Pockit claims to be a champion of the underserved and low-income, but not all of its services promote healthy financial living, necessarily.

Instant cash advance apps, while marketed as convenient and secure, carry risks for users. The terms and conditions aren’t always clear, and users can end up depending on getting paid early every month — and spiral. Or, they can wind up accruing overdraft fees when the time comes to pay back the cash advance.

As for the buy now, pay later feature that Pockit plans to introduce, that’s not outright consumer-friendly, either.

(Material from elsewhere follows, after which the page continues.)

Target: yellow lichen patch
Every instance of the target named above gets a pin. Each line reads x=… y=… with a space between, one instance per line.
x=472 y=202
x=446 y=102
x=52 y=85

Buy now, pay later apps encourage people to spend significantly more than they normally would, often charge fees for missing or late payments and can hurt a person’s credit if they fail to pay.

Jatania, though, stands by his assertion that Pockit has its users’ best interests in mind — as well as its investors’. He cites a recent report that found that almost of third of U.K. residents can’t access current accounts, use debit cards, get insurance or access the tools needed to improve their financial stability.

“We’ve been committed to building a robust and truly useful service for our customers over the past eight years. But in the past two years, we have really focused on making our business model more profitable through a combination of improvements to revenue and reductions in cost to serve,” he said. “The pandemic and the subsequent financial challenges facing the U.K., such as the cost of living crisis and rising inflation, have further demonstrated the need for a company like Pockit which is committed to becoming the financial champion for millions of people.”

“Financial champion” or no, Pockit has picked up quite a bit of steam since its launch, now counting more than 800,000 people among its customer base. Jatania claims that the platform has processed around $5 billion in cash across over 73 million transactions.

Part of the newly raised capital will go toward expanding Pockit’s team, which stands at close to 60 people. The goal is to bring that number to 100 by early 2024, Jatania says.